Wegscheider ist Intendant. Durchaus in Anlehnung an diese einstige Bezeichnung für Spitzen des ORF. Und ganz im Sinne des – via Red Bull – Servus-TV-Miteigentümers Dietrich Mateschitz. Als er vor elf Jahren mit dem Programm begann, geschah dies auch aus sentimentaler Erinnerung an gloriose ORF-Zeiten. Die Qualität einiger Sendungen erfüllt diesen Anspruch. Doch dieser hat sich verändert. Mateschitz gab den Startschuss dafür in der Kleinen Zeitung. 2017 rechnete hier der Unternehmer mit Österreichs Flüchtlingspolitik ab und wetterte gegen das „Meinungsdiktat“ der „selbst ernannten sogenannten intellektuellen Elite“. Er gründete daraufhin die soeben eingestellte Rechercheplattform „Addendum“. Ein Folgeprojekt „Pragmaticus“ steht laut der Wochenzeitung „Falter“ vor dem Start.
Der Bruch von Tabus
Unterdessen ist bei Servus TV, das der vielfache Milliardär ausgerechnet am Welttag der Pressefreiheit 2016 schließen wollte, trotz der damals beklagten Jahresinvestition dreistelliger Millionenbeträge von Zusperren keine Rede mehr. Wegscheider agiert per direktem Draht zu Mateschitz. Der Sender entwickelt sich als Plattform einer rechten Gegenöffentlichkeit. Sein Intendant geißelt Mainstream-Medien, der elegantere Code zur Verleumdung des herkömmlichen Journalismus als Lügenpresse. Um das Anderssein darzustellen, bricht er traditionelle ethische Tabus wie jenes der Eigennamensspiele. So entstellt Wegscheider den Gesundheitsminister programmatisch zum „Angstschober“.

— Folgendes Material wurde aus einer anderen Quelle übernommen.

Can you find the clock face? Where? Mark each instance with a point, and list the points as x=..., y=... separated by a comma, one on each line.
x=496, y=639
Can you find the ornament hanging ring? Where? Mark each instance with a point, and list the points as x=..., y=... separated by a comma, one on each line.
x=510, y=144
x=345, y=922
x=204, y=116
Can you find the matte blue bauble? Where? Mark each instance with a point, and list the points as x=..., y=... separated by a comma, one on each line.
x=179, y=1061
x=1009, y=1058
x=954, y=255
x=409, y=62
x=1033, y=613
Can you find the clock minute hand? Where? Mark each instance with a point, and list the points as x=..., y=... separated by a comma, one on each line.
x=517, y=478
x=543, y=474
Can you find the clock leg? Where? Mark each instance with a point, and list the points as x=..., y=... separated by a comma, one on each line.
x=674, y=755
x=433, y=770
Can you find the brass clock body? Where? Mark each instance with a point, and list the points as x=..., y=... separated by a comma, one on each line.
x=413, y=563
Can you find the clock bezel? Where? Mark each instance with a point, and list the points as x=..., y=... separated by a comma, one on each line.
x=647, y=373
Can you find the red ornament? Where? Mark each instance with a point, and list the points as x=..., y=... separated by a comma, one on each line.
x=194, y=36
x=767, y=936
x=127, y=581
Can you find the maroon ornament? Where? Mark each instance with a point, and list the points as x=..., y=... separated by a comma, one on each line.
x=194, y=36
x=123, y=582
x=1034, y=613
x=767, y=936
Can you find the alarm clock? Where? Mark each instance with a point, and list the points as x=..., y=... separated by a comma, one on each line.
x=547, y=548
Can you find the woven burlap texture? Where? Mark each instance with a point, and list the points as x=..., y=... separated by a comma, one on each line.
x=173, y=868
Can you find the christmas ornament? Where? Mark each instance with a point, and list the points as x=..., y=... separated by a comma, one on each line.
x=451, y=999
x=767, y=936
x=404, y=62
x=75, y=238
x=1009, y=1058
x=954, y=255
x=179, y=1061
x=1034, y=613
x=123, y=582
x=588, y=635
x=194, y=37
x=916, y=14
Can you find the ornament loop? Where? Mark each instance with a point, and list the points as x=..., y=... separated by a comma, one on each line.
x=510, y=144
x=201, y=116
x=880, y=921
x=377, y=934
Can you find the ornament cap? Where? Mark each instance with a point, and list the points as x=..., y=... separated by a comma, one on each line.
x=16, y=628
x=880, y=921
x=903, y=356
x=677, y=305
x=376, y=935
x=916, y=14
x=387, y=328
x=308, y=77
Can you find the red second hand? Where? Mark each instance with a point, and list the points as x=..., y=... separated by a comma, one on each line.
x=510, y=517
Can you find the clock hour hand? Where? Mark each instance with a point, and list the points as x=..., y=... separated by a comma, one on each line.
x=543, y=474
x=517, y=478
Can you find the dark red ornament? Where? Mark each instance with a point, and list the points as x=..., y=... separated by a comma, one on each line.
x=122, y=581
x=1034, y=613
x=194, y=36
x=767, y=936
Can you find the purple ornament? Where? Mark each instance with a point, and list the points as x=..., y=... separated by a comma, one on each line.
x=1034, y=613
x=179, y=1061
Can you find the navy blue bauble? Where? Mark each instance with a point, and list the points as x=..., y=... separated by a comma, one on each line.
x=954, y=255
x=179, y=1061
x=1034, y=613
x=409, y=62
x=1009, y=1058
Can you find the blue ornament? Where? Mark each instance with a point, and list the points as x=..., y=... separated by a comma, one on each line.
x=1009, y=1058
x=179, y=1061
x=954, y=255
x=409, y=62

Diese inhaltlichen Mittel sind sattsam bekannt und historisch schwer belastet. Neu und extrem erfolgreich ist hingegen das technische Vehikel zur Umsetzung. Die Alt-Rights, die sogenannte alternative Rechte, hat es in den USA bis zur Perfektion entwickelt – bzw. zur Präsidentschaft Trump. Eine Grundlage dafür ist die Zerstörung des Medienvertrauens. Denn der Jubel von liberalen Flaggschiffen wie „New York Times“ und „Washington Post“ über wachsende (digitale) Abo-Zahlen spiegelt bloß die von der Gegenseite betriebene Polarisierung der Gesellschaft. Laut einer seit 1972 durchgeführten Gallup-Umfrage vertrauten zuletzt zwar sieben von zehn Demokraten, aber nur 15 Prozent der Republikaner den (herkömmlichen) Medien. Nicht von ungefähr artikuliert sich Donald Trump vorzugsweise via Twitter. Die einzige im technologischen Sinne herkömmliche nationale Nachrichtenquelle mit mehrheitlichem Vertrauen der Republikaner ist der TV-Sender Fox News.
Dieses Programm hatte zwischen dem Memorial Day (25. Mai) und dem Labor Day (7. September) im Schnitt 3,5 Millionen Zuseher zur abendlichen Hauptsendezeit – mehr als die einstige Dreifaltigkeit des US-amerikanischen Broadcasting: CBS (3,3 Mio.), NBC (3,0 Mio.) und ABC (2,6 Mio.). Ihr erst 1996 gegründeter Herausforderer aus dem Imperium des US-Australiers Rupert Murdoch schaffte das durch stramm rechtes Programm statt bemühter Unabhängigkeit der alteingesessenen Konkurrenz. Diese wurde dadurch derart ins andere Eck gedrängt, dass sie laut einer Studie des renommierten „Fact Tank“ Pew Research mittlerweile durchwegs als links der Mitte gelten. Vor allem bei der strukturellen Mehrheit rechts davon – der Fox News ein Sammelbecken bietet. Ein Vorbild für Servus TV?